Οι Ελληνο-Αυστραλοί για την επιστροφή των Γλυπτών του Παρθενώνα

Μελβούρνη.- Η Διεθνής Ένωση για την Επανένωση των Γλυπτών του Παρθενώνα, με ισχυρή παρουσία στην Αυστραλία, επέλεξε την Παγκόσμια Ημέρα Πολιτισμού στις 21 Μαΐου για να ηγηθεί μιας νέας δυναμικής απαίτησης για την επιστροφή των κλεμμένων αρχαιοτήτων στην Ελλάδα σε συνεργασία με το Υπουργείο Πολιτισμού και αθλητισμού. Οι πρόεδροι των επιτροπών απέστειλαν επιστολές στην Ελληνίδα υπουργό Πολιτισμού Λίνα Μεντόνη, προτείνοντας συντονισμένη πίεση στο Βρετανικό Μουσείο να αποφασίσει για την επιστροφή των γλυπτών του Παρθενώνα στο σπίτι τους στην Αθήνα.

IN EINGLISH

It was fitting that the International Association for the Reunification of the Parthenon Sculptures, with a strong Australian presence, chose World Culture Day on 21 May to spearhead a new dynamic demand for the return of the stolen antiquities to Greece in cooperation with the Greek Ministry of Culture and Sports.

Letters were sent to the Greek Culture and Sports Minister Lina Mendoni by the presidents of the committees, proposing a coordinated pressure on the British Museum to decide on the return of Parthenon’s sculptures to their home of Athens.

The Greek Australian Vice President of the Australian faction Elly Symons writes: “born in Greece, sculpted in Pentelic marble and carved in the Acropolis, creating the most valuable architecture of Western Culture, the Parthenon. This is the biggest art crime in history. Its restoration will honour the friendship between England and Greece. This flawless beauty lives only in the Attican light. The reunification of the Sculptures in Athens is an artistic, cultural and moral imperative.”
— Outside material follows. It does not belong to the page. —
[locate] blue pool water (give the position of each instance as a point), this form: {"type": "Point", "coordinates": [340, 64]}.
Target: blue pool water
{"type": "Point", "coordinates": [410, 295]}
Emanuel Comino and Russel Darnley, from another Australian commission, stress that “now the British government has a chance to show a leading role, to correct an injustice and to return the Sculptures to Greece.”

Ms Mendoni has scheduled an international meeting of all the committees for the beginning of next year, to foster the coordination and support of a new improved international campaign organised by the Ministry of Culture and Sports.

Lecturer at the La Trobe University Dimitris Gonis also highlighted in an article in The Australian the need for the return of the Parthenon Sculptures from Britain to Greece.

“The Parthenon is to Greece what the Pyramids are to Egypt, the Colosseum is to Rome, Stonehenge is to Britain, or Uluru is to Aboriginal Australians. Everyone knows who they belong to. Built between 447 and 438 BCE, The Parthenon represents the most sublime expression of harmony between the Ancient Greeks and the universe around them — a ­religious statement conveyed in brilliant symmetry and comprised of materials steeped in the spirituality of the Greek terrain,” he said.

The International Association for the Reunification of the Parthenon Sculptures writes in hopes for the return of the marbles to their rightful home Photo: Supplied

Mr Gonis also continues analysing the process by which Elgin extracted the Sculptures, causing irreparable damage.

“In 1801, the British ambassador to Constantinople, Thomas Bruce, 7th Earl of Elgin, was given permission by the Ottoman government of the day to take casts and “some pieces of stone with old inscriptions and figures” from the Parthenon. He, however, ordered the wholesale removal of friezes and metopes, ­including one of the six Caryatids, maidens from the Erechtheion Temple.”

During this process many treasured artefacts were ripped from their posts, heavily damaged in the process.

“Items too heavy to transport had sections sawn off to reduce weight, were packed and shipped off to England in 1803. One ship sank off the coast of the island of Kythera. It took two years before the treasures were salvaged.”

The Marbles came into the hands of the British government when Elgin went bankrupt in 1816 and sold them for £35,000.

As a consequence the British Museum became their “legal trustees”.